Green Growth: Economic Growth with Environmental Protection

One theme of Rio+20 is the green economy in the context of sustainable development and poverty eradication. Green growth can be seen as a way to pursue economic growth and development while preventing environmental degradation, and a means to achieve a green economy. Here are 12 things to know about green growth.

  1. Green growth is economic progress that fosters environmentally sustainable low-carbon and socially inclusive development.Green growth strategies can help build a "green economy", though there is no "one-size-fits-all" prescription for fostering greener growth.
    Source: Towards Green Growth, 2012
  2. Countries in the Asia and Pacific region are taking the lead in implementing green growth by pursuing and investing in green strategies and policy reform, and making policy statements in this sense.
    Source: Green growth, Resources and Resilience: Environmental Sustainability in Asia and the Pacific, 2012
  3. As of 2005, the Asia and Pacific region required three times more resources than the rest of the world to create one unit of Gross Domestic Product (GDP). Resource efficiency - using fewer resources per unit of gross domestic product- is a key factor in the region's sustainable development.
    Source: Green growth, Resources and Resilience: Environmental Sustainability in Asia and the Pacific, 2012
  4. Asia and Pacific countries are among those predicted to suffer most from climate related threats. The region has seven of the top 10 countries at greatest risk to natural disasters and climate-change. Three of the top 4 are small Pacific Island states.

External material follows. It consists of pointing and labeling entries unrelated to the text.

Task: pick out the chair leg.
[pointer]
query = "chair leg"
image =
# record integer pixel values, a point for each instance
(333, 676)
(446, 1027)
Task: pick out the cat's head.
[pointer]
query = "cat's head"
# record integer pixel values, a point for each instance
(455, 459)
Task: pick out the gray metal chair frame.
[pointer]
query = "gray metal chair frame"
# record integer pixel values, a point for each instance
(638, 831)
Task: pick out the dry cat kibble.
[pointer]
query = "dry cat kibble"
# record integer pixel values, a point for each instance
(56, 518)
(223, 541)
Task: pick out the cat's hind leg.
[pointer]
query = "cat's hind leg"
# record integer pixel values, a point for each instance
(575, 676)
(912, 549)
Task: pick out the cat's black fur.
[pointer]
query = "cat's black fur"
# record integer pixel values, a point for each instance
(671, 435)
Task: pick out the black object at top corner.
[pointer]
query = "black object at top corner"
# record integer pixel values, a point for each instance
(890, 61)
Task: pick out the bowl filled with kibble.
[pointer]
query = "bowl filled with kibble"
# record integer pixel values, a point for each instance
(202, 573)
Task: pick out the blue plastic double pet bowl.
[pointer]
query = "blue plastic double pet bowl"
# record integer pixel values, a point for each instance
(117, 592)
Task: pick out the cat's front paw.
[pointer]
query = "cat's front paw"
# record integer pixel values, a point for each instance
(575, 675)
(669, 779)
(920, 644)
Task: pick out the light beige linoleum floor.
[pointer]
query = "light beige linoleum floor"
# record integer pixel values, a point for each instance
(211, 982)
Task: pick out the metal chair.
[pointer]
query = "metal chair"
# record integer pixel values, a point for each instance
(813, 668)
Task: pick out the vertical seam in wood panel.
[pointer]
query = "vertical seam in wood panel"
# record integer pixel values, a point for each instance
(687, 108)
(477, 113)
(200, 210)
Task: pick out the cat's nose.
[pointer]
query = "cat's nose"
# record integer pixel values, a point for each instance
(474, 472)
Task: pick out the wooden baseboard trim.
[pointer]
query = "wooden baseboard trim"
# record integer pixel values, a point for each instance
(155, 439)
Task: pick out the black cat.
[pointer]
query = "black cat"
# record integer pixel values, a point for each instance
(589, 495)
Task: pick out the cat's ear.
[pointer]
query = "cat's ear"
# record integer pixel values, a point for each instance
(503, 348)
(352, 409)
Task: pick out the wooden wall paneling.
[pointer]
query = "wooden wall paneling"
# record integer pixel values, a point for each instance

    Source: World Risk Report 2011;
  5. About two-thirds of the $8 trillion needed for infrastructure investment in Asia and the Pacific between 2010 and 2020 will be in the form of new investments creating tremendous opportunities to design, finance and manage green growth.
    Source: Green growth, Resources and Resilience: Environmental Sustainability in Asia and the Pacific, 2012
  6. Energy demand in the region is rising and is estimated at 2.4% annually through 2030, compared with the global rate of 1.5% for the same period. ADB supports energy efficiency measures and development of renewable energy to decrease the rate of climate change and increase energy security in Asia and the Pacific.
    Source: ADB Clean Energy Program
  7. ADB's Sustainable Transport Initiative, approved in 2010, has re-focused ADB transport operations on sustainability, with 30% of transport lending for urban transport and 25% for railways by 2020.
    Source: ADB Sustainable Transport Initiative Operational Plan
  8. For the last 35 years, global demand on natural capital has exceeded the ability of many ecosystem services to regenerate. As a result, biodiversity in the region is declining at a rate that is twice the global average.
    Source: Ecological Footprint and Investment in Natural Capital in Asia and the Pacific, 2012
  9. It is estimated that every $1 spent on conservation would yield over $100 in the economic and social value of ecosystems. ADB is supporting sustainable management of large-scale ecosystems throughout the Asia and Pacific Region.
    Source: Asia Pacific Ecological Footprint Report, 2012
  10. Asian cities have a critical role in the transformation towards a green economy as they account for more than 80% of the region's GDP.The UN estimates that 11 out of 20 mega-cities are in Asia and the Pacific.
    Source: ADB Urban Operational Plan
  11. The transformation to a greener economy could generate 15 to 60 million additional jobs over the next two decades and lift tens of millions of workers out of poverty.
    Source: Working towards sustainable development: Opportunities for decent work and social inclusion in a green economy, 2012
  12. The transition to green economy will require new indicators that go beyond income poverty and GDP to a broader way of tracking economic, social and environment progress and well being. Bhutan's "Gross National Happiness" index is receiving renewed attention as one way of measuring well-being.